Bundesinnenminister Horst Seehofer (CSU) stellt sich gegen den Wunsch Thüringens, ein Sonderkontingent von Flüchtlingen aus Griechenland aufzunehmen. Das Bundesinnenministerium bestätigte am Freitag in Berlin einen entsprechenden Bericht des "Spiegel". Thüringens Justizminister Dirk Adams (Grüne) äußerte sich enttäuscht und bekräftigte die Bereitschaft zur Aufnahme besonders schutzbedürftiger Menschen aus den überfüllten griechischen Camps.
Die rot-rot-grüne Landesregierung will 500 Flüchtlingen bis Ende 2022 aus humanitären Gründen aufnehmen. Adams erklärte, dabei gehe es insbesondere um unbegleitete Minderjährige, allein reisende Frauen, Schwangere, alleinstehende Mütter mit ihren Kindern sowie alte, schwer erkrankte oder traumatisierte Flüchtlingen. Der Grünen-Politiker kündigte an, die Absage des Bundesinnenministeriums werde nun rechtlich geprüft.
"Die Weigerung Seehofers gegenüber Thüringen, bei der Aufnahme Geflüchteter aus Griechenland sein Einvernehmen zu erteilen, ist absolut inhuman, menschen- und völkerrechtswidrig", erklärte die Linken-Fraktionsvize im thüringischen Landtag, Katja Mitteldorf. Sie warf dem Bundesinnenminister vor, einen "ideologischen Kleinkrieg" auf dem Rücken von hilfsbedürftigen Menschen auszufechten.

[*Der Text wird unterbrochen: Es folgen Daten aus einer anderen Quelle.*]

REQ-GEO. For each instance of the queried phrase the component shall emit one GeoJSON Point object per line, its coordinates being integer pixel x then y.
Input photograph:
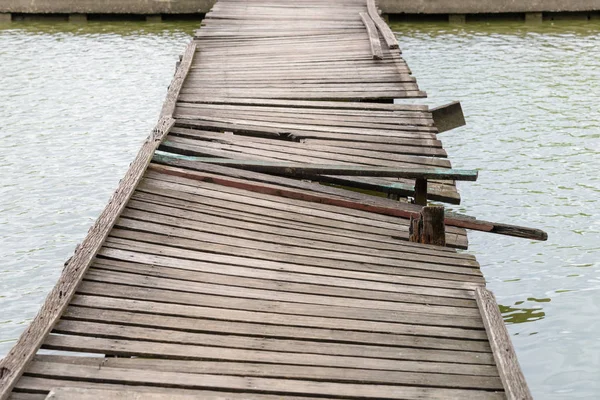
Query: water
{"type": "Point", "coordinates": [530, 96]}
{"type": "Point", "coordinates": [77, 101]}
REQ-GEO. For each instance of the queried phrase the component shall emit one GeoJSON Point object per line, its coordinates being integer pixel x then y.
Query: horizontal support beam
{"type": "Point", "coordinates": [260, 183]}
{"type": "Point", "coordinates": [302, 170]}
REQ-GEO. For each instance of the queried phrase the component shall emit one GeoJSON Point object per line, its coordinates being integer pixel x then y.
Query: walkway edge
{"type": "Point", "coordinates": [511, 375]}
{"type": "Point", "coordinates": [13, 365]}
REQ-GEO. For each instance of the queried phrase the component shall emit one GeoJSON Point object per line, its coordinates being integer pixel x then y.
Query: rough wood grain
{"type": "Point", "coordinates": [384, 29]}
{"type": "Point", "coordinates": [512, 377]}
{"type": "Point", "coordinates": [373, 36]}
{"type": "Point", "coordinates": [13, 364]}
{"type": "Point", "coordinates": [175, 87]}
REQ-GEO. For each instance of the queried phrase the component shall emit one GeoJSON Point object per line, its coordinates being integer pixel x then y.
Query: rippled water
{"type": "Point", "coordinates": [76, 102]}
{"type": "Point", "coordinates": [531, 96]}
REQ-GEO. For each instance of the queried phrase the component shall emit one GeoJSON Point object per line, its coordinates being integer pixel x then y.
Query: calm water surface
{"type": "Point", "coordinates": [76, 103]}
{"type": "Point", "coordinates": [531, 98]}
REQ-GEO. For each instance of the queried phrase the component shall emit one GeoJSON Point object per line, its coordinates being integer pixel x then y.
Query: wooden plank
{"type": "Point", "coordinates": [312, 170]}
{"type": "Point", "coordinates": [336, 285]}
{"type": "Point", "coordinates": [235, 298]}
{"type": "Point", "coordinates": [182, 380]}
{"type": "Point", "coordinates": [512, 377]}
{"type": "Point", "coordinates": [175, 87]}
{"type": "Point", "coordinates": [141, 314]}
{"type": "Point", "coordinates": [147, 349]}
{"type": "Point", "coordinates": [117, 331]}
{"type": "Point", "coordinates": [45, 385]}
{"type": "Point", "coordinates": [384, 29]}
{"type": "Point", "coordinates": [70, 393]}
{"type": "Point", "coordinates": [448, 116]}
{"type": "Point", "coordinates": [393, 209]}
{"type": "Point", "coordinates": [373, 36]}
{"type": "Point", "coordinates": [164, 303]}
{"type": "Point", "coordinates": [283, 371]}
{"type": "Point", "coordinates": [267, 227]}
{"type": "Point", "coordinates": [12, 366]}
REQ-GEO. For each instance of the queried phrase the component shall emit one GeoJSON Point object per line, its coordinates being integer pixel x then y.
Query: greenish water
{"type": "Point", "coordinates": [530, 95]}
{"type": "Point", "coordinates": [77, 101]}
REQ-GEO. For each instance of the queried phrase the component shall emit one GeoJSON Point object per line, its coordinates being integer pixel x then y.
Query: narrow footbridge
{"type": "Point", "coordinates": [264, 243]}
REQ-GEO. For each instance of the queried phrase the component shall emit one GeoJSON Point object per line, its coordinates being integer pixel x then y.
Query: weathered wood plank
{"type": "Point", "coordinates": [384, 29]}
{"type": "Point", "coordinates": [176, 85]}
{"type": "Point", "coordinates": [12, 366]}
{"type": "Point", "coordinates": [512, 377]}
{"type": "Point", "coordinates": [373, 36]}
{"type": "Point", "coordinates": [311, 170]}
{"type": "Point", "coordinates": [140, 314]}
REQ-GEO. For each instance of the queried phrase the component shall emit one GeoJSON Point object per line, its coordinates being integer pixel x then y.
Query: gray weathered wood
{"type": "Point", "coordinates": [175, 87]}
{"type": "Point", "coordinates": [373, 36]}
{"type": "Point", "coordinates": [12, 366]}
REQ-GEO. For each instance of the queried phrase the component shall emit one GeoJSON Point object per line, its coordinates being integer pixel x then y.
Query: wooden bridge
{"type": "Point", "coordinates": [224, 268]}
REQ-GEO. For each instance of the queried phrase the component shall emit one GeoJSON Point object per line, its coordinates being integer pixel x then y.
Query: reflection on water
{"type": "Point", "coordinates": [530, 96]}
{"type": "Point", "coordinates": [76, 101]}
{"type": "Point", "coordinates": [517, 315]}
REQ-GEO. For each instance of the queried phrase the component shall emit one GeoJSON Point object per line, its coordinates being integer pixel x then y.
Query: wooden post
{"type": "Point", "coordinates": [421, 192]}
{"type": "Point", "coordinates": [448, 116]}
{"type": "Point", "coordinates": [429, 228]}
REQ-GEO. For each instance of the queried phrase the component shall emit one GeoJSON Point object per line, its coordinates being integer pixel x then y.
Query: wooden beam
{"type": "Point", "coordinates": [373, 36]}
{"type": "Point", "coordinates": [307, 170]}
{"type": "Point", "coordinates": [429, 228]}
{"type": "Point", "coordinates": [385, 30]}
{"type": "Point", "coordinates": [183, 68]}
{"type": "Point", "coordinates": [511, 375]}
{"type": "Point", "coordinates": [288, 188]}
{"type": "Point", "coordinates": [421, 191]}
{"type": "Point", "coordinates": [13, 365]}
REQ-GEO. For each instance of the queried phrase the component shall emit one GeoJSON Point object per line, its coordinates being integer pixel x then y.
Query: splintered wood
{"type": "Point", "coordinates": [206, 281]}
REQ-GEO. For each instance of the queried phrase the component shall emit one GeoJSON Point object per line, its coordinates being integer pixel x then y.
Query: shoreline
{"type": "Point", "coordinates": [454, 11]}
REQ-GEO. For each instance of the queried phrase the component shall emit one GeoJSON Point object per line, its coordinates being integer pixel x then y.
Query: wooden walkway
{"type": "Point", "coordinates": [216, 273]}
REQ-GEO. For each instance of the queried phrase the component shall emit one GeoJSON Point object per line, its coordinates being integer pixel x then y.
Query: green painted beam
{"type": "Point", "coordinates": [297, 169]}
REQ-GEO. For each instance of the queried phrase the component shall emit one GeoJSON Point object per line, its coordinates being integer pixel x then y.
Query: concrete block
{"type": "Point", "coordinates": [534, 18]}
{"type": "Point", "coordinates": [78, 18]}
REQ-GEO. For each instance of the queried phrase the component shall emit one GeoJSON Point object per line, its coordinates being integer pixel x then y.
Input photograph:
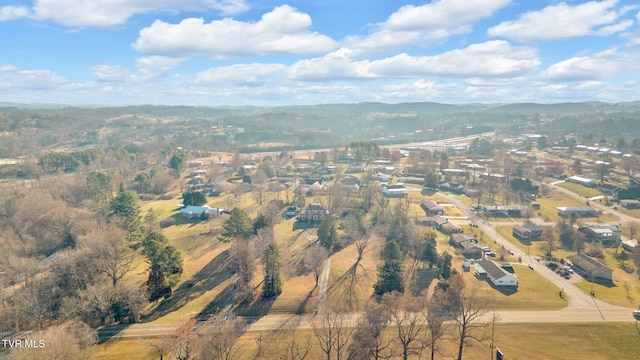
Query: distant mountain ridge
{"type": "Point", "coordinates": [408, 107]}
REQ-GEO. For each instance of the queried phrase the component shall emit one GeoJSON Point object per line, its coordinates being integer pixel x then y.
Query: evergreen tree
{"type": "Point", "coordinates": [431, 181]}
{"type": "Point", "coordinates": [238, 224]}
{"type": "Point", "coordinates": [430, 253]}
{"type": "Point", "coordinates": [327, 233]}
{"type": "Point", "coordinates": [126, 205]}
{"type": "Point", "coordinates": [272, 284]}
{"type": "Point", "coordinates": [390, 275]}
{"type": "Point", "coordinates": [445, 266]}
{"type": "Point", "coordinates": [166, 265]}
{"type": "Point", "coordinates": [178, 161]}
{"type": "Point", "coordinates": [195, 198]}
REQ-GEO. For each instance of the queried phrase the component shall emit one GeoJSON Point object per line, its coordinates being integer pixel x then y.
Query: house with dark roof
{"type": "Point", "coordinates": [431, 207]}
{"type": "Point", "coordinates": [566, 211]}
{"type": "Point", "coordinates": [496, 275]}
{"type": "Point", "coordinates": [528, 231]}
{"type": "Point", "coordinates": [590, 268]}
{"type": "Point", "coordinates": [468, 245]}
{"type": "Point", "coordinates": [602, 233]}
{"type": "Point", "coordinates": [505, 210]}
{"type": "Point", "coordinates": [441, 224]}
{"type": "Point", "coordinates": [426, 220]}
{"type": "Point", "coordinates": [453, 187]}
{"type": "Point", "coordinates": [394, 190]}
{"type": "Point", "coordinates": [198, 212]}
{"type": "Point", "coordinates": [630, 204]}
{"type": "Point", "coordinates": [313, 213]}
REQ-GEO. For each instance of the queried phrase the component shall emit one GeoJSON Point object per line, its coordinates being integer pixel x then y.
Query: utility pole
{"type": "Point", "coordinates": [493, 331]}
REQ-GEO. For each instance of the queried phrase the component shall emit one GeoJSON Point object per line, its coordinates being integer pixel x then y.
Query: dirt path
{"type": "Point", "coordinates": [322, 292]}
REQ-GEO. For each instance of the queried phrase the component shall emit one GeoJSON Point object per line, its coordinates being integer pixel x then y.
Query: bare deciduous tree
{"type": "Point", "coordinates": [468, 307]}
{"type": "Point", "coordinates": [333, 333]}
{"type": "Point", "coordinates": [313, 260]}
{"type": "Point", "coordinates": [219, 336]}
{"type": "Point", "coordinates": [72, 341]}
{"type": "Point", "coordinates": [406, 316]}
{"type": "Point", "coordinates": [367, 339]}
{"type": "Point", "coordinates": [113, 255]}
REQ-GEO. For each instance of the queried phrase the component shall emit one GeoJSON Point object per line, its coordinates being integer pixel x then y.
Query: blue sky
{"type": "Point", "coordinates": [266, 52]}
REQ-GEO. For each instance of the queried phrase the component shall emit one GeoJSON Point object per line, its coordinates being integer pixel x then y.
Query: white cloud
{"type": "Point", "coordinates": [431, 22]}
{"type": "Point", "coordinates": [110, 73]}
{"type": "Point", "coordinates": [284, 30]}
{"type": "Point", "coordinates": [108, 13]}
{"type": "Point", "coordinates": [443, 14]}
{"type": "Point", "coordinates": [10, 12]}
{"type": "Point", "coordinates": [154, 67]}
{"type": "Point", "coordinates": [333, 66]}
{"type": "Point", "coordinates": [241, 75]}
{"type": "Point", "coordinates": [595, 67]}
{"type": "Point", "coordinates": [562, 21]}
{"type": "Point", "coordinates": [12, 77]}
{"type": "Point", "coordinates": [489, 59]}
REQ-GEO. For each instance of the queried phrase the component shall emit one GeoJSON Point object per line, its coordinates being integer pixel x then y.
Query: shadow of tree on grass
{"type": "Point", "coordinates": [213, 274]}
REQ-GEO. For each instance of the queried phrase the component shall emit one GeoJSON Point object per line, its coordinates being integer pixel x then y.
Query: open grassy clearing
{"type": "Point", "coordinates": [134, 349]}
{"type": "Point", "coordinates": [534, 292]}
{"type": "Point", "coordinates": [350, 286]}
{"type": "Point", "coordinates": [581, 190]}
{"type": "Point", "coordinates": [548, 205]}
{"type": "Point", "coordinates": [517, 342]}
{"type": "Point", "coordinates": [205, 281]}
{"type": "Point", "coordinates": [631, 212]}
{"type": "Point", "coordinates": [615, 292]}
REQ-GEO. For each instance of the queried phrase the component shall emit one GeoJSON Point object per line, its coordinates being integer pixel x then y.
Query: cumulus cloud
{"type": "Point", "coordinates": [153, 67]}
{"type": "Point", "coordinates": [562, 21]}
{"type": "Point", "coordinates": [489, 59]}
{"type": "Point", "coordinates": [241, 74]}
{"type": "Point", "coordinates": [336, 65]}
{"type": "Point", "coordinates": [108, 13]}
{"type": "Point", "coordinates": [432, 22]}
{"type": "Point", "coordinates": [284, 30]}
{"type": "Point", "coordinates": [12, 77]}
{"type": "Point", "coordinates": [595, 67]}
{"type": "Point", "coordinates": [110, 73]}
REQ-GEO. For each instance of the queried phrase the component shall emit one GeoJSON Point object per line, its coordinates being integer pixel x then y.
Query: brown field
{"type": "Point", "coordinates": [516, 341]}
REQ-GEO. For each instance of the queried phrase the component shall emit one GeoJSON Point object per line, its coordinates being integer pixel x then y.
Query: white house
{"type": "Point", "coordinates": [394, 190]}
{"type": "Point", "coordinates": [192, 211]}
{"type": "Point", "coordinates": [497, 275]}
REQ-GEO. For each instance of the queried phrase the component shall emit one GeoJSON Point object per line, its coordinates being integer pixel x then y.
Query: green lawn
{"type": "Point", "coordinates": [581, 190]}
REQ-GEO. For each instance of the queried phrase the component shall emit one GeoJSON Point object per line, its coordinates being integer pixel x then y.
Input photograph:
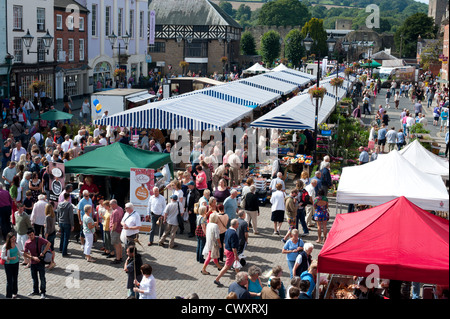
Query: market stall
{"type": "Point", "coordinates": [389, 177]}
{"type": "Point", "coordinates": [414, 245]}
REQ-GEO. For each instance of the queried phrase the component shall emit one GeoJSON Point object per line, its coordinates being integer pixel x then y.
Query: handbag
{"type": "Point", "coordinates": [47, 258]}
{"type": "Point", "coordinates": [180, 219]}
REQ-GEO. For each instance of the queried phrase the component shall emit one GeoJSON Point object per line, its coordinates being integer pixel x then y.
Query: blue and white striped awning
{"type": "Point", "coordinates": [194, 112]}
{"type": "Point", "coordinates": [297, 113]}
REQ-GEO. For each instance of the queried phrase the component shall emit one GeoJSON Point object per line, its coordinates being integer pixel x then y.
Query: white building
{"type": "Point", "coordinates": [36, 17]}
{"type": "Point", "coordinates": [118, 17]}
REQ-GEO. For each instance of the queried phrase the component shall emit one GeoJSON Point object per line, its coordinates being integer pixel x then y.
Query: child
{"type": "Point", "coordinates": [28, 202]}
{"type": "Point", "coordinates": [147, 287]}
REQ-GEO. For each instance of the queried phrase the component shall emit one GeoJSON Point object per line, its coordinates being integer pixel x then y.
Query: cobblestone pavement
{"type": "Point", "coordinates": [176, 270]}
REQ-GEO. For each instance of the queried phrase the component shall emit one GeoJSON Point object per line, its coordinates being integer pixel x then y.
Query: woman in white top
{"type": "Point", "coordinates": [147, 287]}
{"type": "Point", "coordinates": [213, 244]}
{"type": "Point", "coordinates": [278, 207]}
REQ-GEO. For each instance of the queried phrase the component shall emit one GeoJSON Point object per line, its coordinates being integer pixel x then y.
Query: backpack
{"type": "Point", "coordinates": [305, 198]}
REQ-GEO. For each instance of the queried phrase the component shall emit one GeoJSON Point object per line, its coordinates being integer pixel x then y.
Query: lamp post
{"type": "Point", "coordinates": [113, 40]}
{"type": "Point", "coordinates": [47, 40]}
{"type": "Point", "coordinates": [9, 58]}
{"type": "Point", "coordinates": [308, 42]}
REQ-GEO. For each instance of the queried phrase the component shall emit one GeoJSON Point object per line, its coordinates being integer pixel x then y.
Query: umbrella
{"type": "Point", "coordinates": [372, 65]}
{"type": "Point", "coordinates": [55, 115]}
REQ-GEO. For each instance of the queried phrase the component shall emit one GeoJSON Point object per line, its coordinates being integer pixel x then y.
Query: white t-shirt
{"type": "Point", "coordinates": [131, 220]}
{"type": "Point", "coordinates": [148, 285]}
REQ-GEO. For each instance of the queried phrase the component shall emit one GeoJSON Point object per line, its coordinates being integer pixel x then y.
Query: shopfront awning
{"type": "Point", "coordinates": [141, 97]}
{"type": "Point", "coordinates": [193, 112]}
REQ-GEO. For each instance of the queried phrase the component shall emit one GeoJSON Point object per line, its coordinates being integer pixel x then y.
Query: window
{"type": "Point", "coordinates": [17, 17]}
{"type": "Point", "coordinates": [41, 50]}
{"type": "Point", "coordinates": [18, 50]}
{"type": "Point", "coordinates": [94, 20]}
{"type": "Point", "coordinates": [71, 50]}
{"type": "Point", "coordinates": [59, 22]}
{"type": "Point", "coordinates": [70, 23]}
{"type": "Point", "coordinates": [141, 24]}
{"type": "Point", "coordinates": [197, 49]}
{"type": "Point", "coordinates": [81, 26]}
{"type": "Point", "coordinates": [40, 19]}
{"type": "Point", "coordinates": [107, 21]}
{"type": "Point", "coordinates": [157, 47]}
{"type": "Point", "coordinates": [59, 50]}
{"type": "Point", "coordinates": [119, 22]}
{"type": "Point", "coordinates": [81, 49]}
{"type": "Point", "coordinates": [131, 23]}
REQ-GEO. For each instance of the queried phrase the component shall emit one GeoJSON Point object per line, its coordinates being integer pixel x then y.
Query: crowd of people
{"type": "Point", "coordinates": [204, 202]}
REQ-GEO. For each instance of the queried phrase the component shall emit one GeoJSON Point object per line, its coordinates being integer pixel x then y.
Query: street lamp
{"type": "Point", "coordinates": [113, 40]}
{"type": "Point", "coordinates": [9, 58]}
{"type": "Point", "coordinates": [47, 41]}
{"type": "Point", "coordinates": [308, 42]}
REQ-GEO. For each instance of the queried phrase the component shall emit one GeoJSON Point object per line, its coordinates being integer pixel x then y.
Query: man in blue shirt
{"type": "Point", "coordinates": [382, 137]}
{"type": "Point", "coordinates": [230, 206]}
{"type": "Point", "coordinates": [364, 156]}
{"type": "Point", "coordinates": [231, 245]}
{"type": "Point", "coordinates": [86, 200]}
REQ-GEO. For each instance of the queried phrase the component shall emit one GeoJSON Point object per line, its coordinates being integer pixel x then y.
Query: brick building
{"type": "Point", "coordinates": [196, 31]}
{"type": "Point", "coordinates": [71, 52]}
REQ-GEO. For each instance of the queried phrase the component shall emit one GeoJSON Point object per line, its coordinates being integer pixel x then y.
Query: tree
{"type": "Point", "coordinates": [407, 34]}
{"type": "Point", "coordinates": [248, 45]}
{"type": "Point", "coordinates": [270, 46]}
{"type": "Point", "coordinates": [294, 48]}
{"type": "Point", "coordinates": [317, 32]}
{"type": "Point", "coordinates": [283, 13]}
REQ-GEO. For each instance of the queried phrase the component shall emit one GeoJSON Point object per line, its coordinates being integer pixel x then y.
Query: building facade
{"type": "Point", "coordinates": [198, 32]}
{"type": "Point", "coordinates": [71, 49]}
{"type": "Point", "coordinates": [37, 63]}
{"type": "Point", "coordinates": [121, 18]}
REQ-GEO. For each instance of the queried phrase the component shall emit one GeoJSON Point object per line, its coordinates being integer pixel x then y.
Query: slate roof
{"type": "Point", "coordinates": [190, 12]}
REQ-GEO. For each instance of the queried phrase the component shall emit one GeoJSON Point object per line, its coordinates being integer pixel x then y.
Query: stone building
{"type": "Point", "coordinates": [195, 31]}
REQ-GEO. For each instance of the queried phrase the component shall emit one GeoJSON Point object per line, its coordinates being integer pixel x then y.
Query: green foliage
{"type": "Point", "coordinates": [248, 46]}
{"type": "Point", "coordinates": [294, 48]}
{"type": "Point", "coordinates": [415, 25]}
{"type": "Point", "coordinates": [283, 13]}
{"type": "Point", "coordinates": [270, 46]}
{"type": "Point", "coordinates": [317, 32]}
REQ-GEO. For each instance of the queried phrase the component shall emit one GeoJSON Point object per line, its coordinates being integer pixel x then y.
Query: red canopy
{"type": "Point", "coordinates": [404, 241]}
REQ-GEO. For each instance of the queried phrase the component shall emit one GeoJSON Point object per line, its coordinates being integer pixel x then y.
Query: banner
{"type": "Point", "coordinates": [151, 34]}
{"type": "Point", "coordinates": [57, 180]}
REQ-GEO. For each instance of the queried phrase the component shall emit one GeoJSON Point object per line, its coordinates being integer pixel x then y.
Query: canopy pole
{"type": "Point", "coordinates": [317, 285]}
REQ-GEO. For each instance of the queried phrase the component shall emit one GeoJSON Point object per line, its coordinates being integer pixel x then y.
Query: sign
{"type": "Point", "coordinates": [142, 181]}
{"type": "Point", "coordinates": [57, 180]}
{"type": "Point", "coordinates": [151, 35]}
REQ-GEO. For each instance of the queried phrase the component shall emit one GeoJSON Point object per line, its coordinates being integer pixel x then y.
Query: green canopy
{"type": "Point", "coordinates": [372, 65]}
{"type": "Point", "coordinates": [55, 115]}
{"type": "Point", "coordinates": [116, 160]}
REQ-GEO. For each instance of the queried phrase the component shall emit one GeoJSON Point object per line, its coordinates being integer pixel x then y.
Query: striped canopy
{"type": "Point", "coordinates": [193, 112]}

"Seehofer verbietet humanitäre Hilfe", kritisierte auch die Organisation Seebrücke. "Mit der Ablehnung verhindert der Innenminister ganz konkret, dass Menschenleben gerettet werden, und stellt sich gegen den demokratischen Willen der Länder und hunderter Kommunen", hieß es in der Erklärung weiter.
Unterstützung erhielt Seehofer von der Opposition im thüringischen Landtag. "Willkürliche Alleingänge sind keine nachhaltige Strategie, um Probleme in Flüchtlingslagern zu lösen", erklärte FDP-Fraktionschef Thomas Kemmerich. Er warnte, dies könne "weitere Anreize für Migration schaffen" und forderte einen stärkeren Grenzschutz für Europa.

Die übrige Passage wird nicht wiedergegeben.